Cell- and stimulus-dependent heterogeneity of synaptic vesicle endocytic recycling mechanisms revealed by studies of dynamin 1-null neurons

Abstract
Mice lacking expression of dynamin 1, a GTPase implicated in the fission reaction of synaptic vesicle endocytosis, fail to thrive and exhibit severe activity-dependent endocytic defects at their synapses. Here, we have used electron tomography to investigate the massive increase in clathrin-coated pit abundance that is selectively observed at a subset of synapses in dynamin 1 KO primary neuron cultures under conditions of spontaneous network activity.
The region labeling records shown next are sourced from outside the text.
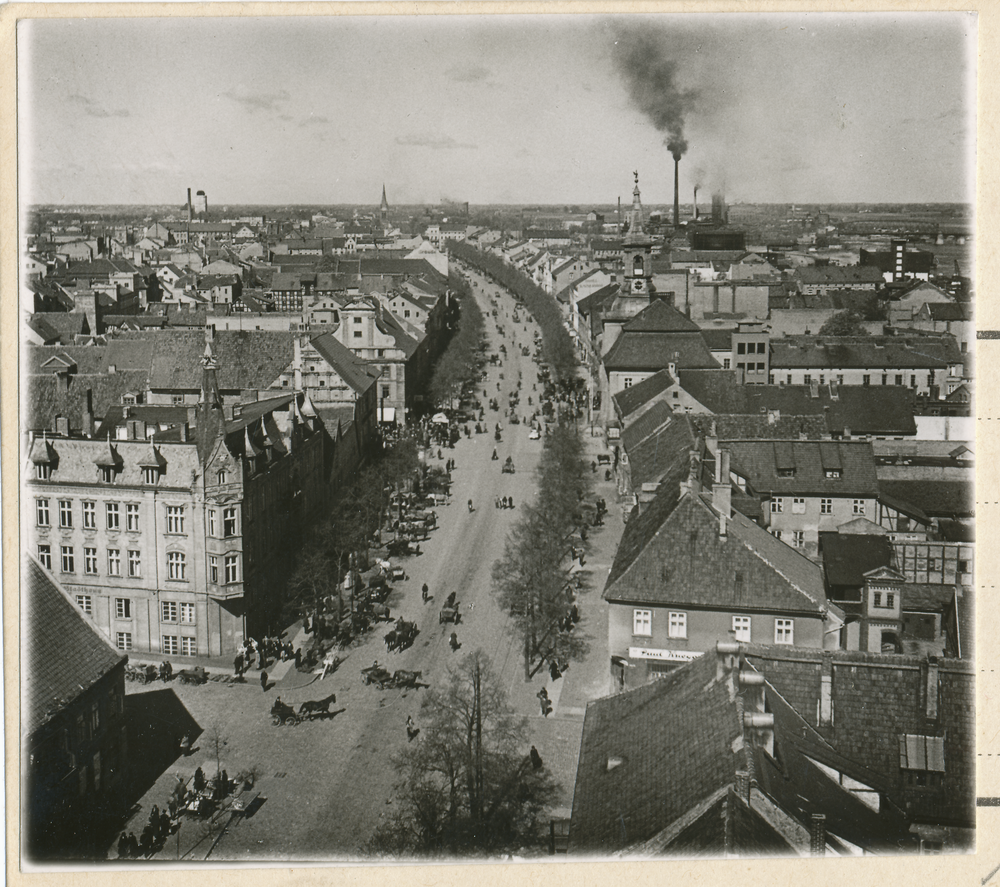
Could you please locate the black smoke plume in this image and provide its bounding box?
[614,29,697,160]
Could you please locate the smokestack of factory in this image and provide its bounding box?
[674,151,681,228]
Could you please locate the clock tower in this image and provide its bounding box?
[621,171,655,300]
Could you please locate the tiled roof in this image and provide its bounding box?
[309,333,376,394]
[21,556,126,734]
[795,265,882,285]
[879,480,976,517]
[569,655,746,854]
[622,299,701,333]
[747,646,976,828]
[719,440,879,498]
[771,336,962,373]
[604,485,826,616]
[604,332,719,372]
[678,370,917,435]
[615,370,674,417]
[819,533,893,588]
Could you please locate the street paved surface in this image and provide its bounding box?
[119,264,622,860]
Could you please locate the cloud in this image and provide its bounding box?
[396,135,479,151]
[66,93,132,117]
[223,89,291,114]
[444,64,493,83]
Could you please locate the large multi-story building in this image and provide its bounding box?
[23,345,327,656]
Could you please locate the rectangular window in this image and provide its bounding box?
[632,610,653,637]
[774,619,795,644]
[226,554,240,584]
[667,613,687,638]
[167,505,184,533]
[167,551,187,579]
[733,616,750,643]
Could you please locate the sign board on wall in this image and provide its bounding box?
[628,647,701,662]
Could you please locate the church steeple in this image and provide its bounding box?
[621,170,655,299]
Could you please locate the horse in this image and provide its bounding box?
[299,693,337,717]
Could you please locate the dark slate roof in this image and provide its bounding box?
[622,412,695,489]
[719,440,879,498]
[747,646,976,828]
[604,485,827,616]
[310,333,377,394]
[569,654,746,854]
[701,327,736,351]
[795,265,882,285]
[819,533,893,588]
[771,335,962,373]
[879,480,976,518]
[678,370,917,435]
[615,370,674,418]
[622,299,701,333]
[604,331,719,372]
[21,556,127,734]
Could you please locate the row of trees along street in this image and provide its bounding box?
[428,273,485,407]
[451,243,588,680]
[363,650,556,857]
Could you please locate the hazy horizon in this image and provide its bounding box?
[18,12,977,209]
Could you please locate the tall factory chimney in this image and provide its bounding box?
[674,152,681,228]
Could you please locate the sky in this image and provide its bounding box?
[17,12,976,209]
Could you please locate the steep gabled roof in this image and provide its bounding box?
[21,555,127,734]
[604,484,827,616]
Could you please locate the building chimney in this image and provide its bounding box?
[924,656,938,721]
[817,656,833,727]
[83,388,94,437]
[809,813,826,856]
[674,154,681,228]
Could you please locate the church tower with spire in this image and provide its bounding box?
[621,171,655,300]
[378,182,389,231]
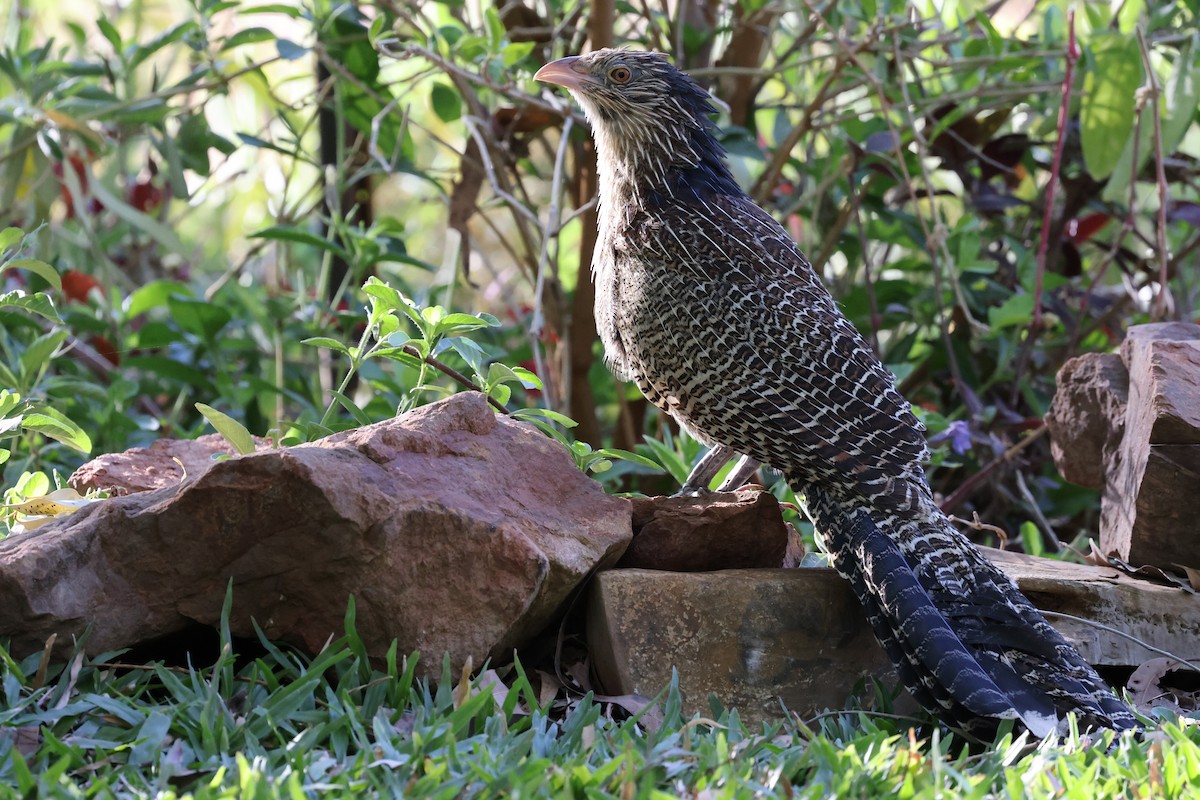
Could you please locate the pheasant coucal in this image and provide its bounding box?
[535,49,1135,736]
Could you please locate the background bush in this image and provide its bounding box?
[0,0,1200,551]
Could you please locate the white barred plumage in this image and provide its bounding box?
[536,49,1134,736]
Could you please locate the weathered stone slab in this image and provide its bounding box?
[588,570,898,721]
[0,393,631,674]
[1100,323,1200,569]
[588,548,1200,720]
[1046,353,1129,489]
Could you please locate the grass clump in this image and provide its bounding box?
[0,610,1200,799]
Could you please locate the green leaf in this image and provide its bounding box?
[433,306,498,336]
[1080,32,1142,180]
[275,38,310,61]
[130,19,198,70]
[0,289,62,323]
[0,228,25,253]
[988,294,1033,327]
[121,281,192,321]
[22,407,91,453]
[509,408,576,429]
[167,296,233,339]
[238,2,304,19]
[487,381,512,405]
[596,447,672,472]
[512,367,542,389]
[0,258,62,291]
[96,14,124,55]
[250,225,350,260]
[300,336,350,355]
[0,389,20,417]
[334,391,372,426]
[430,83,462,122]
[221,28,275,53]
[20,327,71,377]
[196,403,254,456]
This increase, leading to branched tubular plasma membrane invaginations capped by clathrin-coated buds, occurs selectively at inhibitory synapses. A similar massive increase of clathrin-coated profiles (in this case, of clathrin-coated vesicles) is observed at inhibitory synapses of neurons that lack expression of synaptojanin 1, a phosphoinositide phosphatase involved in clathrin-coated vesicle uncoating. Thus, although excitatory synapses are largely spared under these conditions, inhibitory synapses are uniquely sensitive to perturbation of endocytic proteins, probably as a result of their higher levels of tonic activity leading to a buildup of clathrin-coated intermediates in these synapses. In contrast, the predominant endocytic structures observed at the majority of dynamin 1 KO synapses after acute stimulation are endosome-like intermediates that originate by a dynamin 1-independent form of endocytosis. These findings reveal a striking heterogeneity in the mode of synaptic vesicle recycling in different synapses and functional states.